サンドラが収まるのを待って、アニタは振り返った。町長が先程の場面に衝撃を受けていたようだが、アニタとサンドラの感動的な抱擁シーンに涙しているではないか。
「なんて素敵な友情なんでしょう! ノースリバーの住人として、素晴らしい……!」
「ならグレゴリーも住まわせてよ」
「う、それとこれとは……」
アニタは、今度は口ごもる町長に詰め寄った。襟首を掴んだりはしないが、有無を言わせぬ顔で睨み、ずいずいと近づいてくる。

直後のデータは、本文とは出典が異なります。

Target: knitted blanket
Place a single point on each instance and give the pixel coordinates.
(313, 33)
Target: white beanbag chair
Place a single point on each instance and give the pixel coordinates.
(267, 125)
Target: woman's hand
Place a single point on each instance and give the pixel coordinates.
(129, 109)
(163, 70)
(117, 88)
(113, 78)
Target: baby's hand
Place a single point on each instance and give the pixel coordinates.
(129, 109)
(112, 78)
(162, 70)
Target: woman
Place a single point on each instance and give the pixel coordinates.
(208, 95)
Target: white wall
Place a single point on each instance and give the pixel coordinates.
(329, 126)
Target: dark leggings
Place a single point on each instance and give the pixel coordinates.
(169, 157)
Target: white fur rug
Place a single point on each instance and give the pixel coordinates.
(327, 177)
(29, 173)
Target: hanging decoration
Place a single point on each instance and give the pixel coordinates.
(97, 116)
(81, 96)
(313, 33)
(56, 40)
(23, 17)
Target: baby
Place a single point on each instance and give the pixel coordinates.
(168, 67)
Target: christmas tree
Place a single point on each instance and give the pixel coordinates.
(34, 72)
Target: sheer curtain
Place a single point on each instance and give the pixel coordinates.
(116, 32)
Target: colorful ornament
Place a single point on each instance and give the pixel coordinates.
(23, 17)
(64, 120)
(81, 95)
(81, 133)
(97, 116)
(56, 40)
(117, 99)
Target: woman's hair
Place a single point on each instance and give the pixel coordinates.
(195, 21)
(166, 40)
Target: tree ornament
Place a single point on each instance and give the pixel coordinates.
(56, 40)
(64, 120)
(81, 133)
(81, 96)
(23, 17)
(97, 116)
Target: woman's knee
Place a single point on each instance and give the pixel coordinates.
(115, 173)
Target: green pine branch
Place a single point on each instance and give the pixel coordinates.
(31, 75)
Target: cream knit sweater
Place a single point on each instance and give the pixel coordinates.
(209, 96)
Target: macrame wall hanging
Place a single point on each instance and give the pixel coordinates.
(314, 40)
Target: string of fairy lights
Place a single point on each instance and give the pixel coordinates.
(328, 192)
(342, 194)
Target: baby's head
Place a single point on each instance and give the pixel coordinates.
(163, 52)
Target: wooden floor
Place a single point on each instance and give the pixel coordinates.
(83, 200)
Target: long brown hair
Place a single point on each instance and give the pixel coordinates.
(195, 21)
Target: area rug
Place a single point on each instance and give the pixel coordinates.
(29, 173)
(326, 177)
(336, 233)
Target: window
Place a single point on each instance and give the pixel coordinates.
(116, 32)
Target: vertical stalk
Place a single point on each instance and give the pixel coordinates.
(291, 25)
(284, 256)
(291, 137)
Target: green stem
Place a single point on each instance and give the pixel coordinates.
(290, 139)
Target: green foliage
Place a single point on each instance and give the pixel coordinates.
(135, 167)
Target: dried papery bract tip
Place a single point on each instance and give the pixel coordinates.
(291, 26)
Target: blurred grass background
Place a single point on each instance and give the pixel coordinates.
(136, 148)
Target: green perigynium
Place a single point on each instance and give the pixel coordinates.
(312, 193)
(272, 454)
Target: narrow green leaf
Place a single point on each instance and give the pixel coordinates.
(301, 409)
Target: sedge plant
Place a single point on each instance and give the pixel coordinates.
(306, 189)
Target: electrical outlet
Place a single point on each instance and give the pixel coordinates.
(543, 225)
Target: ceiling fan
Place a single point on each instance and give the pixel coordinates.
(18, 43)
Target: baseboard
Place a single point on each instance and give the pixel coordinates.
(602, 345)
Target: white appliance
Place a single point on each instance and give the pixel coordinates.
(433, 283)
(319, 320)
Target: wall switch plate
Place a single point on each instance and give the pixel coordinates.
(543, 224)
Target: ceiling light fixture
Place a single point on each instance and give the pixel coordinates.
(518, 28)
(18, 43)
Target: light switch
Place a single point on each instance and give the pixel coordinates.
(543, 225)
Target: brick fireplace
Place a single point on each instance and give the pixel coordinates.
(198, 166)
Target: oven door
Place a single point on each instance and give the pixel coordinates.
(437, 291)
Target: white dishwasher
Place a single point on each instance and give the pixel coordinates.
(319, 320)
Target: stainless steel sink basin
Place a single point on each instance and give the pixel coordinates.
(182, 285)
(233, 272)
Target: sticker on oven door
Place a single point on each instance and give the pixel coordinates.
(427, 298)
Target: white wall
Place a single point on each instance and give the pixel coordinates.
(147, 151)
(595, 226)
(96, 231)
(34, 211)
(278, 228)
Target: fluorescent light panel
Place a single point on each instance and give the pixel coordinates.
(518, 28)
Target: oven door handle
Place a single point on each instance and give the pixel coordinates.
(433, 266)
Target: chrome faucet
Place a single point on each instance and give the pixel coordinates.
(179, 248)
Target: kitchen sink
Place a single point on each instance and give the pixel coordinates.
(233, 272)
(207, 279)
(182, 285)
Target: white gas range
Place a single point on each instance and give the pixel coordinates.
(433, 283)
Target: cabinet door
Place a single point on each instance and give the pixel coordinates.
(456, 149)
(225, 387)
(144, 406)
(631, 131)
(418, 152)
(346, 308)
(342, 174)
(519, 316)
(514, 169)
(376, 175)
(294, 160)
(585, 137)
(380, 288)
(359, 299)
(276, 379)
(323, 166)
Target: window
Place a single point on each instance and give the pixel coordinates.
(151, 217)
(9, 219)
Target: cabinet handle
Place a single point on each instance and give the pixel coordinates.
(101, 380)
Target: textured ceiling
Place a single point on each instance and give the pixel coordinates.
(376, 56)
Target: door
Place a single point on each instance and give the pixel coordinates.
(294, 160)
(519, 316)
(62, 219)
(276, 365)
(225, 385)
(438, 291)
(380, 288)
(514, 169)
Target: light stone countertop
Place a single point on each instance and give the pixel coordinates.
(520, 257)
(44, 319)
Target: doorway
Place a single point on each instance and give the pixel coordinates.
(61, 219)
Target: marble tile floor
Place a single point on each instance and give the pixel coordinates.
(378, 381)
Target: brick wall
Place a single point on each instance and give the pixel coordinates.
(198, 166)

「さっきの見たでしょう。この世で一番危険なのは人間よ。もしこの町を完全に安全にしたいなら人間を全て追い出しなさい。グレゴリーは落ち零れだけど人を殺したりしないわ。それが死神のルールだもの。貴女だってルールを守ってるでしょう、彼だって守ってるわよ。それとも、安全だと判っているのに死神だからって理由で差別する気?」
町長はたじたじになってしまい、結局渋々ながら首を縦に振ったのだった。こうして、ノースリバーに奇妙な住人が一人増えた。グレゴリーは感動してアニタを見やると、アニタは何やらサンドラと話している最中だった。
「ねえ、車椅子に乗ってみる?」
「いいの?」
「ええ、お礼に。パパもママも他の人を乗せちゃいけないっていってるけど、貴女は特別」
無表情ながら心中はとても嬉しいアニタは、そそくさと車椅子に座った。後ろから抱きしめるように腕を回したサンドラは、レバーを動かしてその場所を走ったり回ったりして見せる。アニタにとって、憧れの車椅子に乗ったひと時は、まさに夢のようだった。
「それにしても見直した! お前があんなに友達想いだったとは!」
夕食後、リビングでまったりしていたアニタに、グレゴリーは興奮気味に言った。本日のアニタは今までのグレゴリーのイメージを一掃するほど強烈に良かったのだ。
アニタはめんどくさそうにホットミルクを飲みながら、グレゴリーを見もせずテレビを眺めて返答した。
「友達じゃないわよ。私、あの車椅子が好きだっただけ」
「……え?」
「とてもかっこいいじゃない。馬鹿なクリスティーヌが車椅子を殴ってるの見たら頭にきたの。もっと殴ってやればよかったな」
興味なさ気にそういう少女を見下ろし、グレゴリーは愕然とした。じゃあ何か、サンドラを庇った時、彼女に足が無くても普通だと説いた時、この子の頭にはピカピカに光る車椅子しかなかったのか。
「なによ」
「……なんでもない」
最早呆れを通り越し、感心すら覚えるアニタの行動に、グレゴリーは小さな声で呟いたのだった。そして心底思ったのだ。
周りが何を言ってもしったこっちゃないのは、アニタ自身じゃないかと。